To be sure, Quiroga is an engaging stage presence and a formidable talent, with her six o’clock leg extensions and penchant for getting tossed about in complex, dazzling lifts by longtime partner Cesar Coelho. And after seven years together, Quiroga and Coelho are so seamless a couple as to be symbiotic. It is a delight to watch them dance.

Certainly Quiroga deserves a format to display her particular gifts, the result of combining her extensive ballet training with her skill at tango. “Tango, Historias Breves” might have been such a setting if she had brought in an outside eye to help her realize her grand thematic ideas and cultivate her choreographic aspirations.

Instead, these ideas went undeveloped, often abruptly shut down as they began to advance beyond an opening image. Nowhere was this clearer than in the opening duet, “Adam y Java,” an attempt to unite the essence of tango with the essence of the Creation.


As innovative as this might seem for the opening foray of a tango show, one had to look very hard beyond the sensuous but unstructured partnering and the hyper-feminine and equally over-the-top masculine posturing to find the tango element — a shard of a spin, slowed down into a sinuous move. And just as this began to develop, the stage went dark and the taped music came to a sudden, abrasive stop.

Equally confounding was “Sor Juana’s Dream.” Set to excerpts from Luis Bacalov’s grandiose orchestral “Misa Tango” and music by Astor Piazzolla, it began with the surprising image of three women — Quiroga, Silvia Toscano and Deborah Quiroga (no relation) — posed as if crucified. Though a program note suggested the piece meant to portray three different love relationships based on a philosophical satire by the 17th century Mexican intellectual and poet Sor Juana Inés de la Cruz, only Quiroga and Coelho danced. The other couples, Toscano with Marcelo Bernadaz and D. Quiroga and Angel Coria, merely demurely shuffled about in slow-motion tango moves upstage.

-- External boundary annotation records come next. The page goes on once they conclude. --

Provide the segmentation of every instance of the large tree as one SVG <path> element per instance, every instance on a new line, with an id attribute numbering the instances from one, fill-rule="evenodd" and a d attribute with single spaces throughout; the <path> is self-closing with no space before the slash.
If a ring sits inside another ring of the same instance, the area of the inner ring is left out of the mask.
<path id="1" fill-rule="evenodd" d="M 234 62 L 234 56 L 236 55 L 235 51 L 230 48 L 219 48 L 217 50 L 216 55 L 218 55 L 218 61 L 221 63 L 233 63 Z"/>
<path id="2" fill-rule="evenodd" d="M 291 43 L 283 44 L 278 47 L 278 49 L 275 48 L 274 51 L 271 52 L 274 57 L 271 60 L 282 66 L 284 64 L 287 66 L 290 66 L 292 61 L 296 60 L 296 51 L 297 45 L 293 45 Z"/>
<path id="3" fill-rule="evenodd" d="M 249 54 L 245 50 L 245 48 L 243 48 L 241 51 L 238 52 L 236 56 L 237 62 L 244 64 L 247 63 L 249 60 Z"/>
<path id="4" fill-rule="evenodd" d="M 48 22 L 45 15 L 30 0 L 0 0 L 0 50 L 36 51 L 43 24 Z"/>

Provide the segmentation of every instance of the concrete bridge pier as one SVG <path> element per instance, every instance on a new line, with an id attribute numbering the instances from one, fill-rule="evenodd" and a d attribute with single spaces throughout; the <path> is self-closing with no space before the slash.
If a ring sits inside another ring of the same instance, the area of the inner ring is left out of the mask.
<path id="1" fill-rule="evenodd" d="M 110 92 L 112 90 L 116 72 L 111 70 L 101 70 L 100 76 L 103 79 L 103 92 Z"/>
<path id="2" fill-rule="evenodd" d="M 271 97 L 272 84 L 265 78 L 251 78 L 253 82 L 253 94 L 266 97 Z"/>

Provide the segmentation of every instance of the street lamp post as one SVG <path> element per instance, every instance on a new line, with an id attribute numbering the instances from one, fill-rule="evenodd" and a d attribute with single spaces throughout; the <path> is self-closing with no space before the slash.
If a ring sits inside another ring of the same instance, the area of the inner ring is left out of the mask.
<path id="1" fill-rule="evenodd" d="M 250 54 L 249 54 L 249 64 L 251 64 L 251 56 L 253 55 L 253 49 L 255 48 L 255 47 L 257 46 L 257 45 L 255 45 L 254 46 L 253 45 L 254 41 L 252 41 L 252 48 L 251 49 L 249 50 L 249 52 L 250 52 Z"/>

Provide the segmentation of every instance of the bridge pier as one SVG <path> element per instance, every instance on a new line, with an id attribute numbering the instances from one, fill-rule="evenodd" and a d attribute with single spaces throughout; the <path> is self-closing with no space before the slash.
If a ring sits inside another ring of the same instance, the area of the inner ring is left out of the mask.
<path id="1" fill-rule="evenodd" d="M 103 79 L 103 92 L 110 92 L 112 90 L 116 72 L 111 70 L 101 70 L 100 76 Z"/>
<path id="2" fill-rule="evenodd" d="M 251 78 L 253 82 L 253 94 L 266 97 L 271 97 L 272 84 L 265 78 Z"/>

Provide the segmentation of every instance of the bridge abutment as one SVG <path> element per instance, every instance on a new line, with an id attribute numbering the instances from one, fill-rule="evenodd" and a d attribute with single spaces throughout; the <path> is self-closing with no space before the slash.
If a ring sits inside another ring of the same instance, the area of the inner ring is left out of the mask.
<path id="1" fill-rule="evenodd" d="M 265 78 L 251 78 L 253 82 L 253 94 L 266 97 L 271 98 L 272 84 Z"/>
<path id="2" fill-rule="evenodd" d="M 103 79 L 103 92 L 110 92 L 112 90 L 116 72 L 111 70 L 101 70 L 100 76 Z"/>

Lengthy live music interludes by the serviceable Cuarteto Cacho Acuna were interspersed throughout the evening, but the musicians remained uninspired until the second half, which offered them more opportunities to perform with the troupe.

Similarly, the dancers, who also included Martina Martinez and Claudio Ferreyra, seemed to come alive only in set pieces that eschewed Quiroga’s aesthetic aspirations in favor of fun and tango dancing, served straight up. Of special note was “Festejando,” which allowed the troupe to stretch their acting talents in a comical story of a neighborhood wedding party.

More than through levity, the piece succeeded by returning to tango’s roots as a social dance that thrives on interaction — among the dancing couples as well as with the musicians — rather than refined display.

Although an audience might overlook the occasional stumble, the number of missteps throughout the evening suggested that Quiroga needs to pay more attention to rehearsing her troupe. The essence of tango may be, as she believes, the male-female embrace. But it is how this embrace unites a couple to enable continuous revolving around a shared axis and intricate leg and footwork that audiences want to see.